Coming up on Reddit’s IPO

Why IPO Now?

Reddit’s data-sharing deal with Google comes as the community-centered discussion forum site announced plans for its IPO a few days prior to the partnership announcement. 

Reddit announced that it is planning to launch its IPO sometime in March 2024. Its current valuation is $6.5 billion, and the company said in its filings that it’s planning to sell 22 million shares between $31 to $34. 

There’s a lot of buzz around Reddit’s IPO. They’re the first major social media website to go public since Snap’s 2017 IPO. Both 2022 and 2023 were slow years for IPOs, and Reddit’s high-profile IPO could inspire other tech companies to follow suit.

The company previously attempted to go public in 2021 to no avail – but it did end up raising over $1 billion that same year, earning a private market valuation of $10 billion back then.

The company’s current financial figures aren’t exactly music to investors’ ears. In its SEC filing, Reddit reported a net loss of $90.8 million in 2023, compared with a $158 million loss the year before. They did report $804 million in 2023 annual revenue, up about 21% from $666 million in 2022.

Still, a $90.8 million net loss doesn’t paint a favorable picture for the financial health of a company poised to go public.

The company also just went through a rough patch last year, when it started charging for access to its API, drawing ire from many subreddits that relied heavily on third party apps to moderate and view Reddit content.

So, why go public now? 

Some posit that Reddit is trying to “ride the wave of generative AI” with this Google deal to maximize their valuation.
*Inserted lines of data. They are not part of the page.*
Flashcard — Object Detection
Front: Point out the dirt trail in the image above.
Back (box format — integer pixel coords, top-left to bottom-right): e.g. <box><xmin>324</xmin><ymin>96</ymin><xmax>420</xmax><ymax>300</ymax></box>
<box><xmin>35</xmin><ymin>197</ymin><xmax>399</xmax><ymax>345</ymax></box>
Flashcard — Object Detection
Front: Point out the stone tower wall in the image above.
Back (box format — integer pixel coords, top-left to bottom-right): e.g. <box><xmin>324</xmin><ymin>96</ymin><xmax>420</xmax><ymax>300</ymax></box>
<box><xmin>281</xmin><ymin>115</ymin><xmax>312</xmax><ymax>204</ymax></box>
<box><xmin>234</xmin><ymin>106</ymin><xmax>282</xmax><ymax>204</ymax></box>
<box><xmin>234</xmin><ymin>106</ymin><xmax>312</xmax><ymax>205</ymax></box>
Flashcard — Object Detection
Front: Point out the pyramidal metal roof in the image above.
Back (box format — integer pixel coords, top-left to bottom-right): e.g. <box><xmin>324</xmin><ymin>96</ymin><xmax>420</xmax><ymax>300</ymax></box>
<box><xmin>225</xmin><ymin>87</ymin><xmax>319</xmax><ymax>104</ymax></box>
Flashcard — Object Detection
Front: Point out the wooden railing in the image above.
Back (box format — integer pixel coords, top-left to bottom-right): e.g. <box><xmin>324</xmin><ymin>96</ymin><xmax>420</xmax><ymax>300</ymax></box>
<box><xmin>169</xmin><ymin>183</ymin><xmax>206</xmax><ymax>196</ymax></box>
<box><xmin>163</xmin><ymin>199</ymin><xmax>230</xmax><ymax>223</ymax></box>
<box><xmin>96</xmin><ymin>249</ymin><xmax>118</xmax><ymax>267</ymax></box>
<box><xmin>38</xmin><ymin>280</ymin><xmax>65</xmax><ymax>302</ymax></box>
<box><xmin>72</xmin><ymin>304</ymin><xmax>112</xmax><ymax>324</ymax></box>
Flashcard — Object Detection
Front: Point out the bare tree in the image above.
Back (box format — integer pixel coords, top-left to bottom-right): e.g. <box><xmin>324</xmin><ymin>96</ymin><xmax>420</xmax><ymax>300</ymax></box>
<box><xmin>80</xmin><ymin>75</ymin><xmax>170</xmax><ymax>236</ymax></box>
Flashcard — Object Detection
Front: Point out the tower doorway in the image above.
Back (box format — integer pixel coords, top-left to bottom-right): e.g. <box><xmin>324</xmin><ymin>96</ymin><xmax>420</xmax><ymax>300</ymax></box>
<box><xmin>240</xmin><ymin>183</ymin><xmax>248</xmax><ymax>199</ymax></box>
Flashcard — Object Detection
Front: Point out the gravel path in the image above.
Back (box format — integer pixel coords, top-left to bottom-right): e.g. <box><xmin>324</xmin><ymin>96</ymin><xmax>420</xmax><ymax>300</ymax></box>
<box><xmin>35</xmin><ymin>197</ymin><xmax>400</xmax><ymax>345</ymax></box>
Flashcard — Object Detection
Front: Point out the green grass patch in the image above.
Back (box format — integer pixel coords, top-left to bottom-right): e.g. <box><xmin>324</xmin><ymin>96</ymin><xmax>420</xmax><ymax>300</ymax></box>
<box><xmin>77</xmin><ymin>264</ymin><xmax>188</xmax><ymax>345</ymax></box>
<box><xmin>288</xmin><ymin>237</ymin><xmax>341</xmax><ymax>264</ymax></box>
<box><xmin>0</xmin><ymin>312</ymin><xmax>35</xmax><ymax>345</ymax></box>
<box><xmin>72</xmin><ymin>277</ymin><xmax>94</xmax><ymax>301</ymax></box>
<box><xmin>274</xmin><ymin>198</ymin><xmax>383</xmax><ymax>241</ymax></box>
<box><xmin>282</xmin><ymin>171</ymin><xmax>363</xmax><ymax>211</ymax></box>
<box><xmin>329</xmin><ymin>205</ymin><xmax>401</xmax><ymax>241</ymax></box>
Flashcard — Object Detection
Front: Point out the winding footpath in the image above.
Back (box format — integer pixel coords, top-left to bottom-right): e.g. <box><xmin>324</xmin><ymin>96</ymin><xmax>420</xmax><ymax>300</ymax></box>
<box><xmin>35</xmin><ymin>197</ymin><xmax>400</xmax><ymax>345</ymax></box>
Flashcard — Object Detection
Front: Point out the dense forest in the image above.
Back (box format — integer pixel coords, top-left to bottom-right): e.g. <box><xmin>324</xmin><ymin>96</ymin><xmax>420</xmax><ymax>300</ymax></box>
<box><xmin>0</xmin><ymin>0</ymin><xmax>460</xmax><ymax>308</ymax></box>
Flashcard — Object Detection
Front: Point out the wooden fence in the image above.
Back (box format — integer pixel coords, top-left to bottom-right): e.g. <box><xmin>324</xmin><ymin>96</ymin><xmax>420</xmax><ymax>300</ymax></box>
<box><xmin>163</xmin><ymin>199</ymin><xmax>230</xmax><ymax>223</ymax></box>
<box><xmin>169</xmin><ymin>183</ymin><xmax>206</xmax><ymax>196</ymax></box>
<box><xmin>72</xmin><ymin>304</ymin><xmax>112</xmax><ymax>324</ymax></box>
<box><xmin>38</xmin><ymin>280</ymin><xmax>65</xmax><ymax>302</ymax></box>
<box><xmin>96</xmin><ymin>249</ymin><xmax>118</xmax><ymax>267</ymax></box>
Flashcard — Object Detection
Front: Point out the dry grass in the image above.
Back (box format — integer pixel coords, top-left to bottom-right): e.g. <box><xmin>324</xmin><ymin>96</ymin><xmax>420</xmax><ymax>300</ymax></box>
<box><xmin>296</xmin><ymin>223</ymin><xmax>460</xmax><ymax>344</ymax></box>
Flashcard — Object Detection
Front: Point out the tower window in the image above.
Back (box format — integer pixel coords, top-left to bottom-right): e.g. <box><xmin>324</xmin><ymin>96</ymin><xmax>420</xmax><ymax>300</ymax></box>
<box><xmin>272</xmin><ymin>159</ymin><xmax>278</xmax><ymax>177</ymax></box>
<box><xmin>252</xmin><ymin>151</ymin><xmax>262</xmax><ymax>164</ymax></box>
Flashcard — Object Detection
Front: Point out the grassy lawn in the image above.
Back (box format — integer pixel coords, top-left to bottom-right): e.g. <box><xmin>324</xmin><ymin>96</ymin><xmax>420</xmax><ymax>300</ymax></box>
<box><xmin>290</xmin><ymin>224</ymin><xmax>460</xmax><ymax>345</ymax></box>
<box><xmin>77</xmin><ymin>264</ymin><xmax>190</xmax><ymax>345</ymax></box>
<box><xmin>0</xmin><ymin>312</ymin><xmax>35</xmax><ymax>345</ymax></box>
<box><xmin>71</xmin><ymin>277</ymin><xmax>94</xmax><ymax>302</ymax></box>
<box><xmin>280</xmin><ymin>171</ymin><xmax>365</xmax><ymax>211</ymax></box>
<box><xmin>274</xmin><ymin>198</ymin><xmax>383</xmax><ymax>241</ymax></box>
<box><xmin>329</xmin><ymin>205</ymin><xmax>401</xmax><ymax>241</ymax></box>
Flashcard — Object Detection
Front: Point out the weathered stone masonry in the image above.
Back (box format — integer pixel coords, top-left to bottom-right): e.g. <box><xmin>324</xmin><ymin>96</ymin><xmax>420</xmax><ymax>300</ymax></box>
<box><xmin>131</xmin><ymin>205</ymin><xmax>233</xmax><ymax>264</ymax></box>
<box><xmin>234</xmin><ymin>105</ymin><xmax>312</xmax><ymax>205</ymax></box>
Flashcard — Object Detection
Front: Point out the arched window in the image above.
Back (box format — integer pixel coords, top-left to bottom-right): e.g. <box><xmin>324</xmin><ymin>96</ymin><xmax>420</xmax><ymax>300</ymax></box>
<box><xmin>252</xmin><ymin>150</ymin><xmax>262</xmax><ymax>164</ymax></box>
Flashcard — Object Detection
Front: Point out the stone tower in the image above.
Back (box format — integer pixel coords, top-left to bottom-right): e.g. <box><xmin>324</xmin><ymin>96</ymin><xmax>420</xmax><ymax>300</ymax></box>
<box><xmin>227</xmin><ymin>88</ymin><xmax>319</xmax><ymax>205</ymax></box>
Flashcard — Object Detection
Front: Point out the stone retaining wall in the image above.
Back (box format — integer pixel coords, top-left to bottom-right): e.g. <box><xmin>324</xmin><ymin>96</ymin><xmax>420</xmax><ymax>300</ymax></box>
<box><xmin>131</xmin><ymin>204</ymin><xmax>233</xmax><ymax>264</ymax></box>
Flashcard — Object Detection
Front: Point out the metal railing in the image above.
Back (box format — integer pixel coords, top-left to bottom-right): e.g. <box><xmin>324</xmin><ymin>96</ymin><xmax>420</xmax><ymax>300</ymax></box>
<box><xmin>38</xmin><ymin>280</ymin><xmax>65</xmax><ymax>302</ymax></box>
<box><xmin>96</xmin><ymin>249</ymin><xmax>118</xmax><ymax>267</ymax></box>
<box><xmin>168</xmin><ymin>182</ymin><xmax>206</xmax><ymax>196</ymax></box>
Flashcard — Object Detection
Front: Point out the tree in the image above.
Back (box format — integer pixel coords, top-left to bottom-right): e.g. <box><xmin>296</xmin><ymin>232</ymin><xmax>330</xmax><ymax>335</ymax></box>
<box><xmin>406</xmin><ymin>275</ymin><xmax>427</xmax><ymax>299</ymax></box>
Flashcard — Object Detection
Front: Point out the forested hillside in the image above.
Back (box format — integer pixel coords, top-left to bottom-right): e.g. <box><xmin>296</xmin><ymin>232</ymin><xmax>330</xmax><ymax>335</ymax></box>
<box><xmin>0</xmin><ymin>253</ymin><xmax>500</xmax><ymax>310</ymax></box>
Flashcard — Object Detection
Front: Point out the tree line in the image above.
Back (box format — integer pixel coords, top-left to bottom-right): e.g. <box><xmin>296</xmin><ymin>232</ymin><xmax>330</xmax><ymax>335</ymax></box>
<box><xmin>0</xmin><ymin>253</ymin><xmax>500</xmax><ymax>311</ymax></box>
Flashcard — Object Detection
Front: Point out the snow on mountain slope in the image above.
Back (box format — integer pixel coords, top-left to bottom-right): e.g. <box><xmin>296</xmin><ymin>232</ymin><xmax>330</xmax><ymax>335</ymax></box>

It’s possible Reddit may strike similar deals with other AI companies, providing them a steady, lucrative stream of income for the foreseeable future.

Others are a bit more pessimistic, suggesting that the company is executing a pump-and-dump IPO with the goal of providing liquidity for the existing shareholders and hitting a specific market cap valuation so executives can access their performance-restricted share units (PRSU).

Financial experts are already warning retail investors about buying Reddit stock. 

“Reddit’s IPO marks the return of the junk IPO. I think the company may never monetize its platform without angering its users and the entire premise of Reddit is user-generated content. This business model is inescapably built on a catch-22: make money or please users,” wrote David Trainer for Forbes.

What Could The IPO Do For Reddit?

Regardless of what the future holds for Reddit, it’ll certainly be receiving a boost of income come its IPO. What could Reddit do with the funds? And could Reddit’s IPO help grow its user base, and actually improve user experience?

In its filings, Reddit said it plans to spend $467 million on R&D, which has led to confusion among some users. “$468m of R&D? This site hasn’t changed since 2011,” wrote u/Winterough.

R&D could go into investing into better adtech, or improving the platform’s infrastructure to be better suited for AI training – both of which help to increase Reddit’s profitability but not its user experience.

Possible R&D investments that could actually improve user experience would be enhancing their mobile app (which many users are stubbornly refusing to adopt), improving its internal search, expanding localization and internationalization efforts or developing better content moderation and content discovery tools.

Improved content moderation, especially to combat hate speech, illegal content and AI-generated spam, would also improve the quality of its data and possibly make data-sharing deals more attractive for other AI companies.

In its prospectus, Reddit said another way it’s looking to monetize is by creating a developer platform and contributor program to help individuals monetize their work and creations. It also hopes to create a user-to-user marketplace for buying and selling digital and physical goods. An infusion of cash from the IPO could help fund these new features.

It’s still too soon to say whether or not Reddit, or its users, will see much upside from the IPO. While the sentiment around Reddit’s success as a public company has been relatively negative, the platform does boast a growing user base and a shiny, new AI deal with Google.